Namun disisi lain juga tidak hanya Islam saja yang sedang mengalami krisis peradaban. Tetapi kaum barat yang peradabannya identik kita kenal dengan pengetahuan (sains) dan penerapannya (teknologi). Secara inheren, sains dan penerapannya telah menjelaskan bahwa dirinya sedang mengalami krisis yang lebih parah, yaitu ditandai dengan teknologi yang sudah tidak ramah pada lingkungan, sehingga menyebabkan munculnya polusi dan musim yang tidak menentu, bahkan baru-baru ini munculnya wabah yang mematikan hampir seluruh rutinitas masyarakat. Muaranya ekosistem saat ini dalam kondisi yang sangat labil, karena semua itu akibat dari ulah campur tangan manusia yang memiliki kepentingan material dan melupakan sisi kemanusiaan.
Seoang ulama dan cendikiawan International Institute of Islamic Thought and Civilization (ISTAC) atau Institut Antarabangsa Pemikiran dan Tamadun Islam) yang bernama Naquib Al-Attas mengatakan: “telah dan sedang terjadi semacam dominasi pemahaman kita tentang realitas oleh Barat yang sekular, karena itu pemahaman kita tentang realitas yang bersandar pada atau berangkat dari teori barat sekular merupakan wujud nyata dari penjajahan intelektual” (Saefuddin, 2010).
Ungkapan seorang Naquib Al-Attas yang juga sebagai penggagas Islamisasi sains, menunjukan bahwa kita sebagai Islam harus merdeka dari segi pemikiran,ucapan dan sikap subjektivitas barat yang menjelma sebagai sains dan teknologi yang dehumanistik. Sebagai contoh, menjadikan manusia sebagai objek ekomoni para kaum elite dan melakukan eksploitasi alam. Begitu juga keadaan sekarang terdapat pemimpin yang menggunakan kekayaan alam serta menggunakannya untuk kepentingan pribadi. Namun penulis disini tidak bermaksud untuk menyalahkan adanya wabah Covid-19 disebabkan oleh segelintir orang, karena penulis juga tidak bisa mengambil sikap untuk menilai darimana dan ulah siapa wabah ini muncul, dikhawatirkan menjadi fitnah yang berdampak besar
Maka dari itu, berbagai macam upaya telah dilakukan segelintir pengemban dakwah untuk menyatukan hati agar merasakan kembali manisnya Iman sebagai pijakan hidup. Karena imanlah yang mampu menggerakkan hati untuk melihat kondisi seperti ini. Karena iman adalah persoalan hati, sedangkan sikap dan perbuatan hanyalah hasil interpretasi.
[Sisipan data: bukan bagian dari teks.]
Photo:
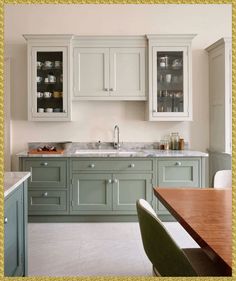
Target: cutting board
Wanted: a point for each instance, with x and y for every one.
(35, 151)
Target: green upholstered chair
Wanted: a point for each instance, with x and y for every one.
(165, 255)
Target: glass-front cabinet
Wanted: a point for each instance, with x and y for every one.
(170, 97)
(49, 79)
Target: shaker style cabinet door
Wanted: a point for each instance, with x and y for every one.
(14, 234)
(127, 72)
(91, 72)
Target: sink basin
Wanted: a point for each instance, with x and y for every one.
(105, 151)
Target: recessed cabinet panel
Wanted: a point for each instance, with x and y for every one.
(47, 173)
(91, 72)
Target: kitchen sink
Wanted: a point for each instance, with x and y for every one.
(105, 151)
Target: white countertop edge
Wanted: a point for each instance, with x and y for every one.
(12, 180)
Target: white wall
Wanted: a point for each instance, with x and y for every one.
(93, 120)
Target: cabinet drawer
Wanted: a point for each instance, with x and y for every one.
(46, 173)
(47, 202)
(179, 172)
(112, 165)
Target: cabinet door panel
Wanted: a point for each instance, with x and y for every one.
(13, 234)
(128, 188)
(47, 202)
(47, 173)
(91, 75)
(91, 192)
(127, 71)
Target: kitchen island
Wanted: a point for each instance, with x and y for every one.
(89, 184)
(15, 223)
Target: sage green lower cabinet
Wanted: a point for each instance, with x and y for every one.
(177, 172)
(15, 232)
(128, 188)
(91, 192)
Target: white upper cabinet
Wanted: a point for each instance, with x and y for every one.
(109, 68)
(49, 84)
(220, 86)
(170, 78)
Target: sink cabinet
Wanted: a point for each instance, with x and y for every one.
(170, 76)
(49, 77)
(15, 232)
(109, 68)
(110, 186)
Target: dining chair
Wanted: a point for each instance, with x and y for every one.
(223, 179)
(167, 258)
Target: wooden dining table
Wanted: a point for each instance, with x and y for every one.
(206, 214)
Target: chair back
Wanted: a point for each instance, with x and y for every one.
(223, 179)
(165, 255)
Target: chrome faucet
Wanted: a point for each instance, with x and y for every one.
(116, 144)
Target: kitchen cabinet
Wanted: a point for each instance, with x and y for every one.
(48, 185)
(110, 185)
(170, 78)
(177, 172)
(15, 232)
(109, 68)
(220, 105)
(49, 75)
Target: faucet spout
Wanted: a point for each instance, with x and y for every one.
(116, 143)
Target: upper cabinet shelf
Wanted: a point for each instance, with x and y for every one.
(109, 68)
(49, 77)
(170, 78)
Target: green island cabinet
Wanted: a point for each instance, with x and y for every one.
(15, 232)
(92, 188)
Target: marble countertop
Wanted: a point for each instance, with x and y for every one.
(81, 153)
(12, 180)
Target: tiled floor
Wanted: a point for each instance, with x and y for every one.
(92, 249)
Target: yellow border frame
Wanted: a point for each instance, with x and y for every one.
(2, 2)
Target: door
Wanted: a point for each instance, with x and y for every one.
(48, 99)
(13, 234)
(91, 72)
(92, 192)
(128, 188)
(127, 72)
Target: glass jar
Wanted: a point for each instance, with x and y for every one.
(174, 141)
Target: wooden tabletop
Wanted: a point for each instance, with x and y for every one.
(206, 214)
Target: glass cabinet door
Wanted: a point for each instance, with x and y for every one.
(169, 85)
(49, 82)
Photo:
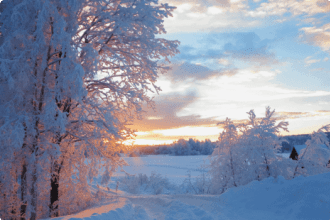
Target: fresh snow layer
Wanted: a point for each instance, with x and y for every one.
(175, 168)
(271, 199)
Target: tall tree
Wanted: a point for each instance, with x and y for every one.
(73, 74)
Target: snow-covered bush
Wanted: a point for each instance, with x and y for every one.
(247, 152)
(73, 75)
(314, 159)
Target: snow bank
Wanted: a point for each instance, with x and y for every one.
(300, 198)
(120, 210)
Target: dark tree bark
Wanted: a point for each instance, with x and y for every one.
(294, 154)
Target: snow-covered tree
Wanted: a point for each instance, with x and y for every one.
(314, 159)
(262, 136)
(247, 152)
(73, 74)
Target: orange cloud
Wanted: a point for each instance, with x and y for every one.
(317, 36)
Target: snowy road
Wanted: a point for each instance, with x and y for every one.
(303, 198)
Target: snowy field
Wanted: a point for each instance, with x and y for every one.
(272, 199)
(175, 168)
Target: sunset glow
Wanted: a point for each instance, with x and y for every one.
(237, 56)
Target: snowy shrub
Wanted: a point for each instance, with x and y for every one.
(314, 159)
(200, 185)
(247, 152)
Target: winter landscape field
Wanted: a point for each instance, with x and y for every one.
(305, 198)
(165, 109)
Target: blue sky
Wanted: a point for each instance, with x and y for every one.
(242, 55)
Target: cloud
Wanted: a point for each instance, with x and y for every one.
(195, 16)
(317, 36)
(204, 5)
(309, 61)
(165, 115)
(294, 7)
(190, 73)
(249, 47)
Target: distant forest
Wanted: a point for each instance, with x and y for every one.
(184, 147)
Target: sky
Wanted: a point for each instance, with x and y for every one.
(241, 55)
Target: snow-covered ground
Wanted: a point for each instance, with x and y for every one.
(175, 168)
(300, 198)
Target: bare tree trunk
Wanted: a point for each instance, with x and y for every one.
(34, 192)
(23, 191)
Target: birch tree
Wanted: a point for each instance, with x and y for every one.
(73, 75)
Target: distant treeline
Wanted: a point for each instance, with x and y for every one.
(180, 148)
(297, 140)
(195, 147)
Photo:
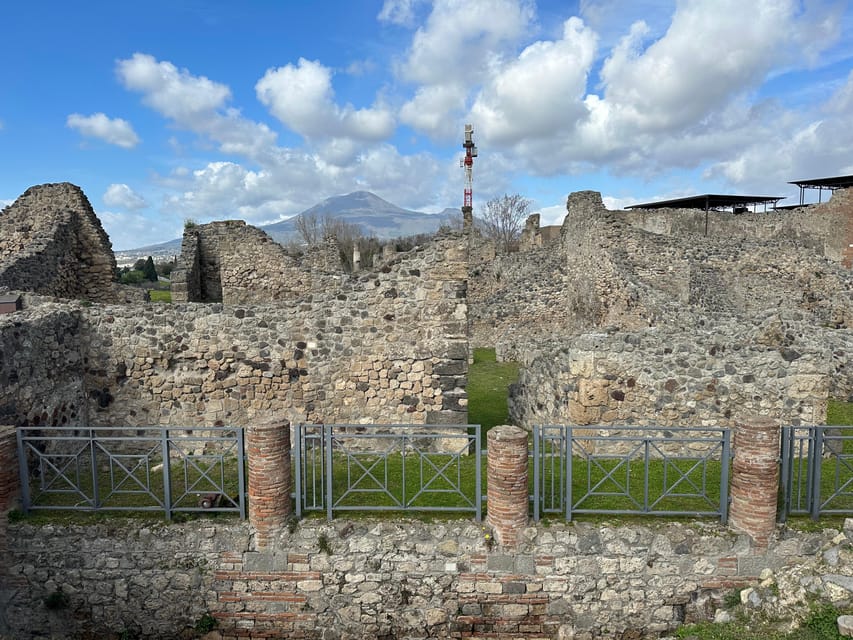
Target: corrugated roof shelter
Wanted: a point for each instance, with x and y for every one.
(709, 201)
(837, 182)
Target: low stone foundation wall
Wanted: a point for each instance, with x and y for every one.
(395, 579)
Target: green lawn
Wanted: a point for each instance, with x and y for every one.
(488, 382)
(160, 295)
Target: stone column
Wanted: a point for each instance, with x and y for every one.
(508, 499)
(755, 479)
(9, 481)
(268, 450)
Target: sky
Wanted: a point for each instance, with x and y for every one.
(171, 110)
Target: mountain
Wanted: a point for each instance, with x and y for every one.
(375, 216)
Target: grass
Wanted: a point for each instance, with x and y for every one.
(600, 484)
(839, 413)
(160, 295)
(819, 624)
(488, 383)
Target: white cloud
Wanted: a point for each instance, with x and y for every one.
(793, 147)
(400, 12)
(123, 197)
(301, 97)
(540, 92)
(115, 131)
(453, 53)
(553, 215)
(173, 92)
(195, 103)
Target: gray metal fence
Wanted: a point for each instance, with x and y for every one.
(817, 471)
(165, 469)
(631, 470)
(398, 467)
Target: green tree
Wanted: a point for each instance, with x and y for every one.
(150, 270)
(503, 218)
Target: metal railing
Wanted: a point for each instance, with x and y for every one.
(397, 467)
(816, 471)
(165, 469)
(631, 470)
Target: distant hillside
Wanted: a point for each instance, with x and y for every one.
(375, 216)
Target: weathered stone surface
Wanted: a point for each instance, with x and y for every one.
(389, 579)
(51, 242)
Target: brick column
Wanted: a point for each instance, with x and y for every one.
(755, 479)
(268, 449)
(508, 499)
(9, 481)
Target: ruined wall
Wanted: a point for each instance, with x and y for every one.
(710, 374)
(41, 368)
(235, 263)
(647, 268)
(383, 579)
(825, 229)
(52, 243)
(390, 346)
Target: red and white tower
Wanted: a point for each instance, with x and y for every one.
(468, 164)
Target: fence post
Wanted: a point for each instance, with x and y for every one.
(755, 480)
(268, 450)
(9, 468)
(508, 497)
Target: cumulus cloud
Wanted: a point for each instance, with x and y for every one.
(123, 197)
(540, 92)
(114, 131)
(792, 147)
(302, 98)
(194, 103)
(400, 12)
(456, 49)
(682, 96)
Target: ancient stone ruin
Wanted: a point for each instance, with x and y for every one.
(640, 318)
(52, 243)
(623, 318)
(389, 345)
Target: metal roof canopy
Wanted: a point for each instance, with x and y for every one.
(709, 201)
(837, 182)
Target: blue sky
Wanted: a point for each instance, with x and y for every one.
(164, 111)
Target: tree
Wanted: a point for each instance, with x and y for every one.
(502, 220)
(313, 229)
(150, 270)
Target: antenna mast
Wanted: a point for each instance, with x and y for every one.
(468, 164)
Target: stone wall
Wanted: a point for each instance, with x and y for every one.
(235, 263)
(825, 229)
(52, 243)
(712, 373)
(384, 579)
(41, 367)
(390, 346)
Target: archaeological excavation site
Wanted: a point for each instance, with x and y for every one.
(708, 344)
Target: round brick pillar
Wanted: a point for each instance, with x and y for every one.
(268, 450)
(508, 498)
(755, 479)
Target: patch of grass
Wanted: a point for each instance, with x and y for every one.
(323, 544)
(839, 413)
(488, 382)
(160, 295)
(820, 624)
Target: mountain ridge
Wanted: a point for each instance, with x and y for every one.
(374, 215)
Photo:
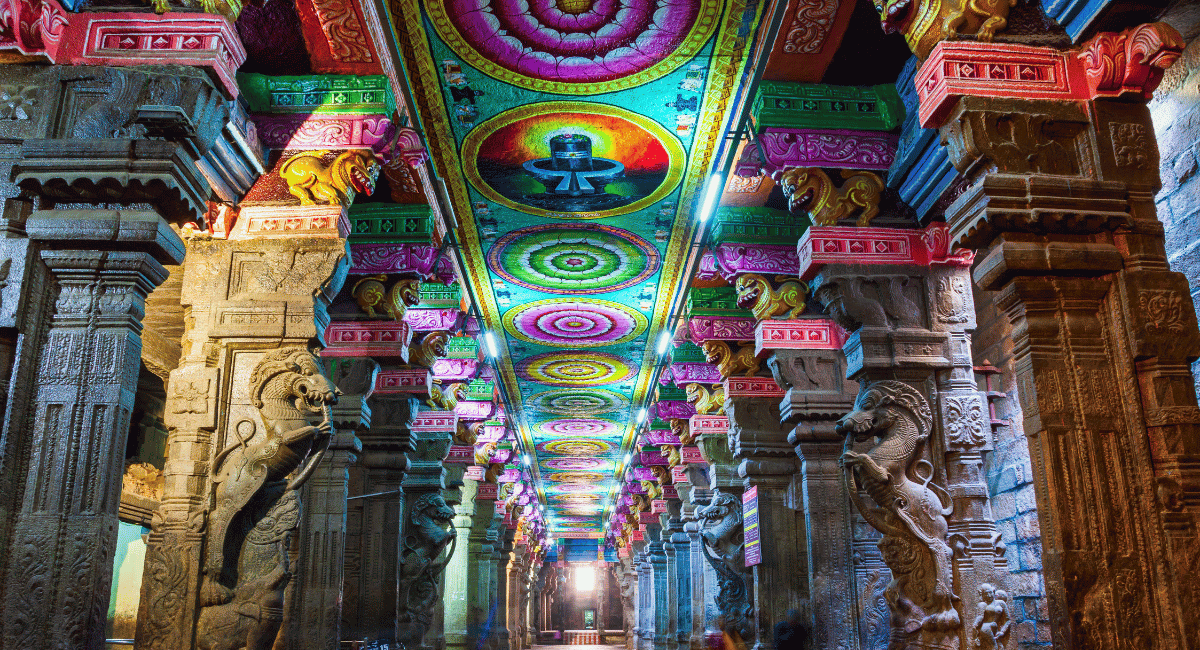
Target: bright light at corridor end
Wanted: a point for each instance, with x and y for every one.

Ada sebuah hikmah yang mayoritas ummat Islam tidak menyadari itu. Padahal setiap tahunnya kita selalu memperingatinya, bahkan sudah dijadikan sebagai hari libur nasional ketika hari itu tiba, yaitu peristiwa isra’ mi’raj. Peristiwa tersebut menggambarkan bahwa nabi Muhammad SAW. bukanlah seorang yang mistikus, tetapi nabi Muhammad adalah orang yang humanistik.
Karena kalau kita pikir, bahwa nabi Muhammad tidak akan mungkin lagi turun kebumi, karena beliau sudah bertemu dengan dzat Allah dan merasakan manisnya surga. Tapi sekali lagi saya tegaskan, karena panggilan hatilah dan jiwa humanisnya Muhammad turun kembali ke bumi untuk menyampaikan ajaran transendental (ketuhanan/ilahiyah) kepada ummat manusia. Dalam proses pendidikan kepada Ummatnya, Nabi Muhammad mengajarkan menggunakan media sholat yang mengandung makna tentang persatuan dan kepemimpinan.
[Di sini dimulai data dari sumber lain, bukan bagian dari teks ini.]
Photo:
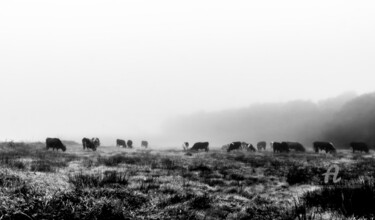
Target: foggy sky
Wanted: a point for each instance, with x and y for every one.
(85, 68)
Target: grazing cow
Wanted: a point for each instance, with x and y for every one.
(326, 146)
(359, 146)
(237, 145)
(55, 143)
(280, 147)
(129, 143)
(144, 144)
(249, 147)
(200, 146)
(96, 141)
(185, 146)
(120, 143)
(295, 146)
(261, 145)
(89, 144)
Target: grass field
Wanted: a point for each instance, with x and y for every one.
(117, 183)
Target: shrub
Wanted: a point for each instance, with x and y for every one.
(98, 180)
(353, 198)
(201, 202)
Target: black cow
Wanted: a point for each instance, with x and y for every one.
(89, 144)
(144, 144)
(185, 146)
(200, 146)
(237, 145)
(249, 147)
(120, 142)
(359, 146)
(129, 143)
(55, 143)
(280, 147)
(326, 146)
(295, 146)
(96, 141)
(261, 145)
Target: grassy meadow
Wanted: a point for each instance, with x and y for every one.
(118, 183)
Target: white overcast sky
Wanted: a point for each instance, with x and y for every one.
(121, 67)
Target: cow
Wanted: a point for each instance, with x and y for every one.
(144, 144)
(326, 146)
(185, 146)
(129, 143)
(225, 147)
(261, 145)
(89, 144)
(280, 147)
(200, 146)
(249, 147)
(120, 142)
(237, 145)
(96, 141)
(295, 146)
(359, 146)
(55, 143)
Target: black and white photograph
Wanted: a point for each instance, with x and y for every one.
(187, 110)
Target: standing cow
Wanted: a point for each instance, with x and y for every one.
(185, 146)
(295, 146)
(88, 144)
(326, 146)
(55, 143)
(237, 145)
(261, 145)
(280, 147)
(359, 146)
(120, 142)
(200, 146)
(129, 143)
(96, 141)
(250, 147)
(144, 144)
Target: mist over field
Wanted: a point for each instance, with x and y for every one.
(340, 119)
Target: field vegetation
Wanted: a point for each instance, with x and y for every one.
(117, 183)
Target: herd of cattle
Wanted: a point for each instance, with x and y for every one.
(87, 143)
(277, 147)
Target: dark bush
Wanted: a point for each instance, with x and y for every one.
(353, 198)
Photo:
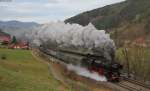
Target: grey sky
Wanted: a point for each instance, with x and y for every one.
(47, 10)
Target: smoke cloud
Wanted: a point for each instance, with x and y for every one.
(67, 35)
(84, 72)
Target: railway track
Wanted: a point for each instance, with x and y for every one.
(132, 85)
(137, 83)
(127, 84)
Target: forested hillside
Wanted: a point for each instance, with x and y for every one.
(126, 21)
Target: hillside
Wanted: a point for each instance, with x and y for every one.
(17, 28)
(127, 20)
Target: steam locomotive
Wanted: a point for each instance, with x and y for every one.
(94, 63)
Menurut dialog sejarah yang pernah saya pelajari selama belajar tentang agama Islam. Hal utama yang disampaikan dari peristiwa isra’ mi’raj adalah tentang shalat. Sebagaimana yang sering kita lakukan ketika shalat berjama’ah mengandung makna persatuan dan kepemimpinan.
Mengapa sebaiknya shalat dilaksanakan secara berjama’ah karena pada shalat berjama’ah dipimpin oleh seorang imam. Maka dalam shalat berjamaah terdapat gambaran tentang praktik kepemimpinan dalam Islam. Ketika seorang Imam melakukan ruku’ sujud, takbiratul ihram dan lainnya, maka seorang makmum wajib mengikuti apa yang dilakukan oleh seorang Imam, dalam hukum shalat juga seorang makmum tidak boleh melakukan sesuatu hal tidak dilakukan oleh imam.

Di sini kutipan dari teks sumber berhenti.